Gwen’s body tumbled down the stairs.    Shot and broke up from the fall, she clawed her way forward. 
           Joanie went down the stairs after her.
           Gwen knew she was done.  She rolled onto her back.  Looked up at the first floor balcony.  She saw Elisha.  Elisha was crying.  The guy next to her was smiling.
            Joanie stood on Gwen’s stomach.  Held out the gun.  Said:
            ‘And you call yourself a Final Girl.’
            Richie came jogging up behind her.  Husband and wife exchanged a wet open-mouthed kiss.
            Joanie said, ‘Baby.  At long last, she’s yours.’
            Joanie passed Richie the gun.  Felt herself choked up with emotion.  Said:
‘It’s the end of era…’
           Richie winked at his wife.  Stared down at Gwen.  Held the gun on her.  Said:
‘That is the truth, my love.  That is the truth.’
            He pulled the trigger.
            He turned to his wife.  Smiled.  They embraced like they just got voted cutest couple.
Seth came out of the office.  Clive, dragging Elisha and clutching a black garbage bag, wasn’t far behind.
           Clive said, ‘Vampire Ken.  Vampire Barbie. I wanted to go to that criminal wax museum in the morning, but I think all the gunplay put paid to that particular notion. Thanks very much.  Let’s blow this shitsville.’
            The group ran off towards their rental cars.  They were parked at another empty hotel nearby. Elisha turned back.  Saw:
             The gaudy motel.  Blinking attraction lights off in the distance.  Gwen’s ruined body in the foreground, lying on rain-dampened asphalt.  Her fashionable clothes bloodied. 

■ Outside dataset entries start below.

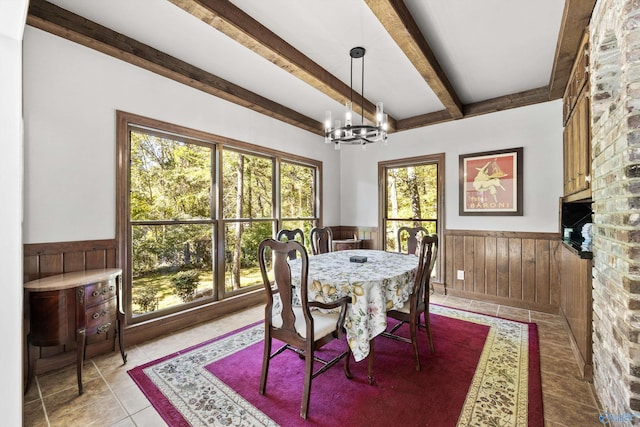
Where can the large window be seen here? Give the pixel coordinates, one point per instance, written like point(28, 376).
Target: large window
point(412, 196)
point(192, 210)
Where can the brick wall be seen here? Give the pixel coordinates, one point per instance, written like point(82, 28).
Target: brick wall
point(615, 110)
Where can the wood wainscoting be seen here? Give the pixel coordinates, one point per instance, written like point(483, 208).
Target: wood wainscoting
point(48, 259)
point(518, 269)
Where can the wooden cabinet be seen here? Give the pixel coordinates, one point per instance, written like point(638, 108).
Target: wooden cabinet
point(343, 245)
point(68, 308)
point(577, 129)
point(576, 305)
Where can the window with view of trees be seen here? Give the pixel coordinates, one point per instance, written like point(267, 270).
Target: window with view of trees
point(413, 196)
point(194, 210)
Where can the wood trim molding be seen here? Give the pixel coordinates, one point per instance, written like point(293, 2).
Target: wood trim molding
point(507, 234)
point(575, 19)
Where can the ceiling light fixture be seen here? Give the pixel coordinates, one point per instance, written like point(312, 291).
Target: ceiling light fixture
point(351, 134)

               It was the closing longshot of this film.  It was a foreshadowing of things to come.  It was symbolic and deep.  It was iconic and timeless.  It was beautiful. 
               She thought about pointing out to Clive.  Changed her mind.  The shot was hers. 

               She unfocused her eyes to blur the colors together.  She slowly closed her eyes.  She faded things to black.